Webmaster: Excerpted from the 2010 Final Four Program Guide.
Thousands of children in Brownsville play chess, a phenomenon that started in the classroom of Jose J. Guajardo.
About 1990, the principal of Russell Elementary School assigned Guajardo to teach at-risk fourth grade students. The young teacher was inspired to engage the students through chess by his experience teaching his own precocious son the game, and he proceeded to teach his students as well. Soon, Guajardo’s kids were beating their young teacher.
The Russell Elementary School chess team went on to win seven state championships from 1993-1999.
Guajardo’s accomplishments paved the way for the best-known example of student excellence in chess in Brownsville.
Chess at Morningside Elementary School began in summer 1997 under the leadership of Remy Ferrari, Alfred Molina and Rusty Harwood, who later became the chess program director at The University of Texas at Brownsville and Texas Southmost College. After a few months of practice and training, Morningside Elementary entered its first tournament in January 1998.

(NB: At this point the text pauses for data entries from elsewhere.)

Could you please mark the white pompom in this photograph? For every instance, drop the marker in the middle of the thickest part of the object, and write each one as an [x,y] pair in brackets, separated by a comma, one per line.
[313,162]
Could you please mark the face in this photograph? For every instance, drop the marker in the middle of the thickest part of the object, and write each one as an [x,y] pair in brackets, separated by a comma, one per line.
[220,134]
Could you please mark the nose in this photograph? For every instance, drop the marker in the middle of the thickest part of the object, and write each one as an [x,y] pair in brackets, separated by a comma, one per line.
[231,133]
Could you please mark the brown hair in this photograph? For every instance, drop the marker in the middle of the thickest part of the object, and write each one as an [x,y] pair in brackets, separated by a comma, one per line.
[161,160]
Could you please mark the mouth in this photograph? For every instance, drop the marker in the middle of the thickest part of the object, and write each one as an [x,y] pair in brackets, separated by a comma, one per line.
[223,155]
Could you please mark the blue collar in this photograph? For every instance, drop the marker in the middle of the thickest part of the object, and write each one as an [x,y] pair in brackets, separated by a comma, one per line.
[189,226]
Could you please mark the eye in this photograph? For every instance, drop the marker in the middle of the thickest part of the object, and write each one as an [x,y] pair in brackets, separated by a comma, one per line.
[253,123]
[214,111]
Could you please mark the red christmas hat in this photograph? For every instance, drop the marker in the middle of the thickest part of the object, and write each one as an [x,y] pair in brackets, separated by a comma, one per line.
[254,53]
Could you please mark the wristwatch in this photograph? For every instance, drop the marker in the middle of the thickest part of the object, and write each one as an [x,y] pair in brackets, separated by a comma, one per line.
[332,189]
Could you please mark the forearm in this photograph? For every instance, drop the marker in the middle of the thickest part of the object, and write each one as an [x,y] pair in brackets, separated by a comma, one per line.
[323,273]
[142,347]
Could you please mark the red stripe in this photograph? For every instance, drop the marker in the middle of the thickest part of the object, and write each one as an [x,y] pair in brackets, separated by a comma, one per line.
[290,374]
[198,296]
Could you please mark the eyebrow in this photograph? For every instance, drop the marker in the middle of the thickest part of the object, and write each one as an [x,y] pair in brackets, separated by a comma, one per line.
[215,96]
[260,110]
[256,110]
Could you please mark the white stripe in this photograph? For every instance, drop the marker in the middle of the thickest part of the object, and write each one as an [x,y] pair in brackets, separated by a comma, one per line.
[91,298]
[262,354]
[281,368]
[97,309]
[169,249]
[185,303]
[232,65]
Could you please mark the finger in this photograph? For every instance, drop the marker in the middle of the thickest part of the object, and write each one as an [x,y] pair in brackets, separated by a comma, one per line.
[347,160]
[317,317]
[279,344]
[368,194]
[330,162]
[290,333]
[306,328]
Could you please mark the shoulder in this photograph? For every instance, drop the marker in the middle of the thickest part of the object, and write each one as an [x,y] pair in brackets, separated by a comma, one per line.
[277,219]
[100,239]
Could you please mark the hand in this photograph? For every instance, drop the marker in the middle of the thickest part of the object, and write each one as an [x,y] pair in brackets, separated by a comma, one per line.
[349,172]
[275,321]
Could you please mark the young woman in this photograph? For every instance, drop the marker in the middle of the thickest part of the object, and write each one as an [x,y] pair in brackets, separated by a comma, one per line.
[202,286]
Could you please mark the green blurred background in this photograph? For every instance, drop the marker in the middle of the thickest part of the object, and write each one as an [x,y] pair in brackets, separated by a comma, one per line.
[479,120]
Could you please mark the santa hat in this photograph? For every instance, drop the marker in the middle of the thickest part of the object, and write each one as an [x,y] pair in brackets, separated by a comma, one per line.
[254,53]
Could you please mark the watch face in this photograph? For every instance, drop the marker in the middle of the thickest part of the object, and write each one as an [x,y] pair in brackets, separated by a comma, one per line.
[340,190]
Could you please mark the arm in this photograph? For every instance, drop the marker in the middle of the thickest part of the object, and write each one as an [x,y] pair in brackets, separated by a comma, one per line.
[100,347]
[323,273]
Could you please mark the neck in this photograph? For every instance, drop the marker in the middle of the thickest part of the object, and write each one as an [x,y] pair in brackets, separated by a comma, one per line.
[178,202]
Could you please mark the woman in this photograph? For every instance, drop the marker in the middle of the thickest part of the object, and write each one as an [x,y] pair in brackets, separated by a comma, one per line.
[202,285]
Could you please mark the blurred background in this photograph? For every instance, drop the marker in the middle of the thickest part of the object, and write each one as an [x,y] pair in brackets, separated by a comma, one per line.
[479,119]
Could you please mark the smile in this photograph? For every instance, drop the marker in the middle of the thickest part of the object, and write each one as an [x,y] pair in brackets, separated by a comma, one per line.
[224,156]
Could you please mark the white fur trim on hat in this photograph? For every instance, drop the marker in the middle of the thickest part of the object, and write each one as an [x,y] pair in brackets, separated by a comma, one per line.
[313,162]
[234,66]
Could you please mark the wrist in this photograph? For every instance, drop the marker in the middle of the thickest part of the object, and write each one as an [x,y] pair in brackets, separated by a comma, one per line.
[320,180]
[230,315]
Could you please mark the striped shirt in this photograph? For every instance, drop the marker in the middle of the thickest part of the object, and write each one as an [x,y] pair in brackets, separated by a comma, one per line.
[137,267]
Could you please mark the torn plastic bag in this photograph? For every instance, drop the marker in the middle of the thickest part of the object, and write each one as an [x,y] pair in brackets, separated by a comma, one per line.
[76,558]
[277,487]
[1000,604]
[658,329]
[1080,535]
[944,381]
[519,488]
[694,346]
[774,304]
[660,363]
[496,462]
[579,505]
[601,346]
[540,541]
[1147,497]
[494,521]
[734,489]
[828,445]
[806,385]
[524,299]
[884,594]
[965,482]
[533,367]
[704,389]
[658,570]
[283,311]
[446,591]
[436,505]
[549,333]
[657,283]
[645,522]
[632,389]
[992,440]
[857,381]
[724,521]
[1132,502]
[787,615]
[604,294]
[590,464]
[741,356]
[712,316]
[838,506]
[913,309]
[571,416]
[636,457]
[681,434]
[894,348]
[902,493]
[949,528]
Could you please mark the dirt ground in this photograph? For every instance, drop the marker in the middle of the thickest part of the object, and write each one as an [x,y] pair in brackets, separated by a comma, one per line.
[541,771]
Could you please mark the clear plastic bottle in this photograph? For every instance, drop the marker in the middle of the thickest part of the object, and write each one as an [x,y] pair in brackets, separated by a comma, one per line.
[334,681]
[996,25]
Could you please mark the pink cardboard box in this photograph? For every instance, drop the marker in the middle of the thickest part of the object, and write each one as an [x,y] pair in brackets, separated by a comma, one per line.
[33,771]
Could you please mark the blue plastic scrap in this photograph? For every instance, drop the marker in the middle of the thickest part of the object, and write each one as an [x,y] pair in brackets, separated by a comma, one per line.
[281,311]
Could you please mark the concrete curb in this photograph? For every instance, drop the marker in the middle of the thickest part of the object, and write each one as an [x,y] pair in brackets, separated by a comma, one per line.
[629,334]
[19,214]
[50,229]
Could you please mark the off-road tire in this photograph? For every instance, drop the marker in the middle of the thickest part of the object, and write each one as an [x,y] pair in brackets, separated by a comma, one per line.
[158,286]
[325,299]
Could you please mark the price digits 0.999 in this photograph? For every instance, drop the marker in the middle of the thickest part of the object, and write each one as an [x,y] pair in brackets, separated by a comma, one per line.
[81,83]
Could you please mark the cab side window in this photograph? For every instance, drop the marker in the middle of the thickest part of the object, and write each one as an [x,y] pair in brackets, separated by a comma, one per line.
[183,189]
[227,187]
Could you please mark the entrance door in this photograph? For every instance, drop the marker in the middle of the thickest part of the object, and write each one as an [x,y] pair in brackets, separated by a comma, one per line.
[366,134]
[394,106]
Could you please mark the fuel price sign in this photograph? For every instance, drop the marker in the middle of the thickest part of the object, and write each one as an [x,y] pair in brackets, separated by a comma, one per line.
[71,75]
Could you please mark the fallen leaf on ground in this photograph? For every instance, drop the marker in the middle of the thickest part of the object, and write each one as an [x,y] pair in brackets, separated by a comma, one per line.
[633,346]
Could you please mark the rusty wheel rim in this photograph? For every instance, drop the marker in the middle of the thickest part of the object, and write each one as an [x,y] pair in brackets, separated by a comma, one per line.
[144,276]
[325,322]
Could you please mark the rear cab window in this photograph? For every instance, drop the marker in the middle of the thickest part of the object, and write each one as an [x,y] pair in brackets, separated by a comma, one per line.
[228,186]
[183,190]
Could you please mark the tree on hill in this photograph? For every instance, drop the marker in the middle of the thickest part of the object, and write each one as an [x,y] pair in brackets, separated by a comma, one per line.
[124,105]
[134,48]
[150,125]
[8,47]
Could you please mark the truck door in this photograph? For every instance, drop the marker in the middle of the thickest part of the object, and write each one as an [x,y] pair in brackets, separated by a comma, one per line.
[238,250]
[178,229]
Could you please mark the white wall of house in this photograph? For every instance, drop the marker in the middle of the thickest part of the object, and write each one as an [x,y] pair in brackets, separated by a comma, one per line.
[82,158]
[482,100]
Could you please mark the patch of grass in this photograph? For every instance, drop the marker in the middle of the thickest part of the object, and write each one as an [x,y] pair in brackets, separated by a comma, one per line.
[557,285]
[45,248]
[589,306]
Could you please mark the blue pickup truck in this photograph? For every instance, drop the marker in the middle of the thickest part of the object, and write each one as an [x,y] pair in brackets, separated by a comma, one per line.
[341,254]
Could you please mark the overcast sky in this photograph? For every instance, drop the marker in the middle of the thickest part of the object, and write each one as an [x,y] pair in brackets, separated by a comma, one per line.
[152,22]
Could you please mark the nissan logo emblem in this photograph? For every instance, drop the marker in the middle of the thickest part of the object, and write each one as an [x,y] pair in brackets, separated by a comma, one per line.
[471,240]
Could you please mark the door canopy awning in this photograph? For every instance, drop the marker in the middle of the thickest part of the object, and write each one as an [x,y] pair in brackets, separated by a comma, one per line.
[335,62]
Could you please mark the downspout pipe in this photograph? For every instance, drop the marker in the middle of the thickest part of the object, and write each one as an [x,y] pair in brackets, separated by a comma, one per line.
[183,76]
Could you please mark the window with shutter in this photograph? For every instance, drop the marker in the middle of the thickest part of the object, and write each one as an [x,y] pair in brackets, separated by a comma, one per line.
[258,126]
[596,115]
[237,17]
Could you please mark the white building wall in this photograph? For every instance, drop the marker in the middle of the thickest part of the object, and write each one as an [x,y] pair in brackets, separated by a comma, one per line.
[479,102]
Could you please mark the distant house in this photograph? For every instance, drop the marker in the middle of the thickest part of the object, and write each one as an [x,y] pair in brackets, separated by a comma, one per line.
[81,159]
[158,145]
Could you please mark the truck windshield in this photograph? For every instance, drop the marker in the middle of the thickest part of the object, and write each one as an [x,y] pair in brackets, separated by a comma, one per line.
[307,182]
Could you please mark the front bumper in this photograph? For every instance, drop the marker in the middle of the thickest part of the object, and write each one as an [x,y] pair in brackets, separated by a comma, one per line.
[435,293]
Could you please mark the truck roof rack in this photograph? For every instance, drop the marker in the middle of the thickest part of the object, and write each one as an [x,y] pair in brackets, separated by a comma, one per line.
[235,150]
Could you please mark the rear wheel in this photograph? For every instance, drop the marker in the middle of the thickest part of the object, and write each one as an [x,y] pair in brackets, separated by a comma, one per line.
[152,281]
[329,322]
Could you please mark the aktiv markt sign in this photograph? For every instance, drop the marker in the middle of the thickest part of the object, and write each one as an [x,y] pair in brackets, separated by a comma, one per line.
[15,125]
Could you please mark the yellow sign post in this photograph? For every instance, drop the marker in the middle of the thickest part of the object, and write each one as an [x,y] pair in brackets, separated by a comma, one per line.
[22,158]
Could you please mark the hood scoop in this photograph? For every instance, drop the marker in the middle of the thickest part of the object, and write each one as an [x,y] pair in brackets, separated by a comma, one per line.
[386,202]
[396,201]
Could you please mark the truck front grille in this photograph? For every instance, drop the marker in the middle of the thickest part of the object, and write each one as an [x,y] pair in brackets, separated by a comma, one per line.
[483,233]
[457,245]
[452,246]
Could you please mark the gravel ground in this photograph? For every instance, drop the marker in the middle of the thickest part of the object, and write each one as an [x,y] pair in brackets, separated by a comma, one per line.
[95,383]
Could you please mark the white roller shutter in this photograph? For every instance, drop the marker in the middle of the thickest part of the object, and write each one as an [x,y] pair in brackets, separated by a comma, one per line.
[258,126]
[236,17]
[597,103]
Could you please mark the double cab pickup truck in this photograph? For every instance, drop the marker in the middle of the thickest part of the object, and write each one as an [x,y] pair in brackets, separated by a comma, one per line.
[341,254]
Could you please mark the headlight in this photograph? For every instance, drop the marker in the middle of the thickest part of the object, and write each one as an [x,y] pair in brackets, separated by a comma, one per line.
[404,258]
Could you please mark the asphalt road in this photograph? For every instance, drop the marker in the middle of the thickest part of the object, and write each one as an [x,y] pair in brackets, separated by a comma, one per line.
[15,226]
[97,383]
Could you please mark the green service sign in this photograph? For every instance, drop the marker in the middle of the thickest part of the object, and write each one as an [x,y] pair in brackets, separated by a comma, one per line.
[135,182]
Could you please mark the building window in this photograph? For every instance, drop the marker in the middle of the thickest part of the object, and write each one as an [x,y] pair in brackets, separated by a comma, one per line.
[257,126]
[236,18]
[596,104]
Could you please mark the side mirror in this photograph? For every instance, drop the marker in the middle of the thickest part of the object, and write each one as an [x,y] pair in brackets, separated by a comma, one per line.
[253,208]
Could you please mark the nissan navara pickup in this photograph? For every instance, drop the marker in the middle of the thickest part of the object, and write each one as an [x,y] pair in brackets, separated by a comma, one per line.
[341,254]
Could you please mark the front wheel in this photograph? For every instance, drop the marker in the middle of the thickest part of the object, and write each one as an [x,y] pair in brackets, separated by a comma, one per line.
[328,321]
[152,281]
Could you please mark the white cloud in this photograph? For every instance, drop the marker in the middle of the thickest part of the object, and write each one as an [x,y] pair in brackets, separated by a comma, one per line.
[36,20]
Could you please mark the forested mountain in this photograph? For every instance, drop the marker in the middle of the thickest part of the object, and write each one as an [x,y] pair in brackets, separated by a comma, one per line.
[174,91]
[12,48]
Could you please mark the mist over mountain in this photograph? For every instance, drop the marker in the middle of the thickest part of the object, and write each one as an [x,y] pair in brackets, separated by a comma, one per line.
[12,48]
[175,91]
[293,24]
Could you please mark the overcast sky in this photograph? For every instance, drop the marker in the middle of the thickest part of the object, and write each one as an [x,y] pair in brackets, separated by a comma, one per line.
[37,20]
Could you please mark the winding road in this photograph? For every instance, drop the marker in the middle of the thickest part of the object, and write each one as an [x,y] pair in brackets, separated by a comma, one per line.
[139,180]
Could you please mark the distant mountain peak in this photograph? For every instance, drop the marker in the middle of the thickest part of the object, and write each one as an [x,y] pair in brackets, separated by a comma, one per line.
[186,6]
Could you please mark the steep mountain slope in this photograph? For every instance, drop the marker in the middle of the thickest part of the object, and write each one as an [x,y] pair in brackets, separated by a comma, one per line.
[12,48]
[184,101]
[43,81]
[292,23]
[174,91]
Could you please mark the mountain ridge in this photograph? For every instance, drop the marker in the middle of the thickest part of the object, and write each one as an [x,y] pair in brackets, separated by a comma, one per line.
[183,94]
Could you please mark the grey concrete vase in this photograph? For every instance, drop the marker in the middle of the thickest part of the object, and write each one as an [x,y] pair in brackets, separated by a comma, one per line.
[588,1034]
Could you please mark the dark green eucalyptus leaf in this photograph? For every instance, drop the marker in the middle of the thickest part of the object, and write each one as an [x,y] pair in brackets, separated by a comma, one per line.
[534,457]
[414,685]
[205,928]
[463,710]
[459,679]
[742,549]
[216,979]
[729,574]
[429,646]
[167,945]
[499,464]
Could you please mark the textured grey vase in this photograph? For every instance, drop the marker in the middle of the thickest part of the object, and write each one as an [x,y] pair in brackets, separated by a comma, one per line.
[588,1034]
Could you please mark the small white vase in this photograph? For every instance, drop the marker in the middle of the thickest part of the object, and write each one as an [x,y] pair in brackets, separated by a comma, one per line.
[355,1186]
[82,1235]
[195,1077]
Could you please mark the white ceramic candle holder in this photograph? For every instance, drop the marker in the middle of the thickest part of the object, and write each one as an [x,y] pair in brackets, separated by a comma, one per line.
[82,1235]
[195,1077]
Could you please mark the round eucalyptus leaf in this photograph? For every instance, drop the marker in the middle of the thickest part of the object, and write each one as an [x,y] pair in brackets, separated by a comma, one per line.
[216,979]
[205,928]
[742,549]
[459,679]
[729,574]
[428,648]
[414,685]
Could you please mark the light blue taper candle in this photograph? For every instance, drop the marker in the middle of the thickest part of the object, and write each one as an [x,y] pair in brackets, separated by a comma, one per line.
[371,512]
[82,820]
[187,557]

In February 1999, the Morningside students traveled to a regional tournament held a couple of hours away from Brownsville. The students won the tournament. Parents and faculty raised money to send Morningside students to a state tournament in Dallas, where the students won second place.
Soon, plans began for the students to attend a national chess championship in Phoenix, Ariz. Local businesses raised money to supplement state funds, with everyone donating what they could to help get the team to nationals. The Morningside team placed second in the tournament, half a point behind Hunter College Campus Elementary School from New York City.
In the upcoming years, Paredes and Hudson elementary schools, Oliveira and Vela middle schools, and Hanna and Porter high schools have all won national chess championships, led by Paredes’ seven national championships.
Chess has also been competitive at UTB/TSC since its team’s inception in the 2001-2002 school year.
Since spring 2002, UTB/TSC’s chess team has won several state, regional and collegiate championships, and Southwest Collegiate Championships. The team won the National K-12/Collegiate Championships in 2005 and has placed in the final four U.S. schools at the Pan-American Intercollegiate Team Chess Championship.
The university was named Chess College of Year by the U.S. Chess Federation in August 2007.
The chess students placed third in the team’s first appearance at The President’s Cup competition, also known as the “Final Four of College Chess,” in April 2009 in Dallas.
The university has been able to recruit players from throughout the United States, but also Chile, Colombia, Mexico and Uzbekistan. El Paso native and UTB/TSC graduate Nelly Estrada was the team’s first female player when she began playing in spring 2006, and she is now in medical school on a full scholarship. Overall, the team has grown from seven to 19 players.
Program staff has traveled to the Mexican states of Nuevo Leon, San Luis Potosi and Tamaulipas to spread interest in chess to students.